I have the below df:
df <- data.table(user = c('a', 'a', 'a', 'b', 'b')
, spend = 1:5
, shift_by = c(1,1,2,1,1)
); df
user spend shift_by
1: a 1 1
2: a 2 1
3: a 3 2
4: b 4 1
5: b 5 1
I am looking to create a lead lag column only this time the n
parameter in data.table
's shift
function is dynamic and takes df$shiftby
as input.
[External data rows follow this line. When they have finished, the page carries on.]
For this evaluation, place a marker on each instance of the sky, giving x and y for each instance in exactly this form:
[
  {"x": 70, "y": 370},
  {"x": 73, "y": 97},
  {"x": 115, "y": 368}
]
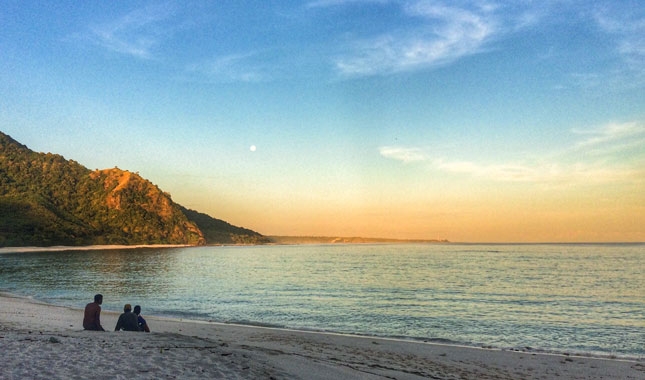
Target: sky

My expected result is:
df[, spend_shifted := c(NA, 1, 1, NA, 4)]; df
user spend shift_by spend_shifted
1: a 1 1 NA
2: a 2 1 1
3: a 3 2 1
4: b 4 1 NA
5: b 5 1 4
However, with the below attempt it gives:
df[, spend_shifted := shift(x=spend, n=shift_by, type="lag"), user]; df
user spend shift_by spend_shifted
1: a 1 1 NA
2: a 2 1 NA
3: a 3 2 NA
4: b 4 1 NA
5: b 5 1 NA
This is the closest example I could find. However, I need a group by and am after a data.table
solution because of speed. Truly look forward to finding any ideas.
Maybe this could help
> df[, spend_shifted := spend[replace(seq(.N) - shift_by, seq(.N) <= shift_by, NA)], user][]
user spend shift_by spend_shifted
1: a 1 1 NA
2: a 2 1 1
3: a 3 2 1
4: b 4 1 NA
5: b 5 1 4